3.2.3 Investigations & physicial evidence

In conflictual situations, physical evidence can be more convincing to some people than eyewitness testimony. For example, only after the Argentine Forensic Anthropology Team's dramatic exhumations at El Mozote in El Salvador did the world, and the U.S. government in particular, fully accept the story of the sole eyewitness, Rufina Amaya. One aspect of the exhumations showed that several dozen children had been killed by bullets of the kind used by the Salvadoran Army; the children had been found in a mass grave (Danner 1993).

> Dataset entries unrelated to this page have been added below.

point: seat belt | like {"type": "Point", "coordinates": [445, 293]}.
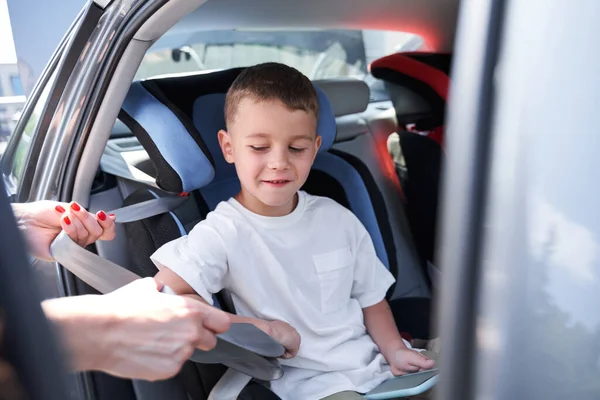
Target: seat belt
{"type": "Point", "coordinates": [245, 349]}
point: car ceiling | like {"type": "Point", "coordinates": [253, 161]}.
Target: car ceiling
{"type": "Point", "coordinates": [434, 20]}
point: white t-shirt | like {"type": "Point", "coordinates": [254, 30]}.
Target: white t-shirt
{"type": "Point", "coordinates": [315, 268]}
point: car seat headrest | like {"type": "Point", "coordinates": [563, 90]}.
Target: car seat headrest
{"type": "Point", "coordinates": [181, 159]}
{"type": "Point", "coordinates": [347, 95]}
{"type": "Point", "coordinates": [418, 84]}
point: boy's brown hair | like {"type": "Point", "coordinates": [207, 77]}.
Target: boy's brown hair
{"type": "Point", "coordinates": [272, 81]}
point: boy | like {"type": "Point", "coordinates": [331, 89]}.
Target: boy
{"type": "Point", "coordinates": [299, 267]}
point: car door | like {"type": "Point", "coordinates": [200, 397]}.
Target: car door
{"type": "Point", "coordinates": [45, 144]}
{"type": "Point", "coordinates": [30, 362]}
{"type": "Point", "coordinates": [521, 229]}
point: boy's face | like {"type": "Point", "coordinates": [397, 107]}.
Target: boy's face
{"type": "Point", "coordinates": [273, 150]}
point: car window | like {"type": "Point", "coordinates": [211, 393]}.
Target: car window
{"type": "Point", "coordinates": [25, 139]}
{"type": "Point", "coordinates": [319, 54]}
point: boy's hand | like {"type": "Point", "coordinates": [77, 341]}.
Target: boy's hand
{"type": "Point", "coordinates": [287, 336]}
{"type": "Point", "coordinates": [406, 361]}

If physical evidence focuses on a particular event (as at El Mozote) or on a particular series of events (for example, the work of the Guatemalan Forensic Anthropology Team on the massacres in Rabinal, Guatemala; EAFG 1995), it may not be necessary to include the evidence in the information management system. Instead, the report from the work as a document may be sufficient. However, if small bits of evidence that pertain to many different cases come into the organization over a long period of time, it may be correspondingly more difficult for one or a few people to keep all of the information that pertains to many cases simultaneously in mind. Evidence from investigators in the field who come across physical evidence, hospital records on one or several unrelated cases, and the like may fall into this category. In this latter situation it may be necessary to classify the physical evidence and include it in the information management system. The classification of the evidence follows the same rules as the process for questionnaire design and documentary evidence. The first step is for the organization to decide what is relevant to their final analysis. With a set of questions about relevant facts, physical evidence can be treated in much the same way as documentary evidence.